I used BeautifulSoup 4 on Python 3.5. I loaded the page as follows:
import requests
from bs4 import BeautifulSoup
html = requests.get(url).text
soup = BeautifulSoup(html, "html.parser", from_encoding="utf-8")
return soup
You would do better to use something like selenium for this as follows:
from bs4 import BeautifulSoup
from selenium import webdriver
browser = webdriver.Firefox()
browser.get("http://www.vogue.com/fashion-shows/fall-2016-menswear/fendi#collection")
html_source = browser.page_source
soup = BeautifulSoup(html_source, "html.parser")

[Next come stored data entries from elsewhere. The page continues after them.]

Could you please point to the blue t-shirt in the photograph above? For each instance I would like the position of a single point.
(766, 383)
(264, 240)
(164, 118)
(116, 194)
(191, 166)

for item in soup.find_all("img", {"class":"grid-item--image"}):
print(item.get('srcset'))
This would display the following kind of output:
http://assets.vogue.com/photos/569d37e434324c316bd70f04/master/w_195/_FEN0016.jpg
http://assets.vogue.com/photos/569d37e5d928983d20a78e4f/master/w_195/_FEN0027.jpg
http://assets.vogue.com/photos/569d37e834324c316bd70f0a/master/w_195/_FEN0041.jpg
http://assets.vogue.com/photos/569d37e334324c316bd70efe/master/w_195/_FEN0049.jpg
http://assets.vogue.com/photos/569d37e702e08d8957a11e32/master/w_195/_FEN0059.jpg
...
...
...
http://assets.vogue.com/photos/569d3836486d6d3e20ae9625/master/w_195/_FEN0616.jpg
http://assets.vogue.com/photos/569d381834324c316bd70f3b/master/w_195/_FEN0634.jpg
http://assets.vogue.com/photos/569d3829fa6d6c9057f91d2a/master/w_195/_FEN0649.jpg
http://assets.vogue.com/photos/569d382234324c316bd70f41/master/w_195/_FEN0663.jpg
http://assets.vogue.com/photos/569d382b7dcd2a8a57748d05/master/w_195/_FEN0678.jpg
http://assets.vogue.com/photos/569d381334324c316bd70f2f/master/w_195/_FEN0690.jpg
http://assets.vogue.com/photos/569d382dd928983d20a78eb1/master/w_195/_FEN0846.jpg
This allows the full rendering of the page to take place inside the browser, and the resulting HTML can then be obtained.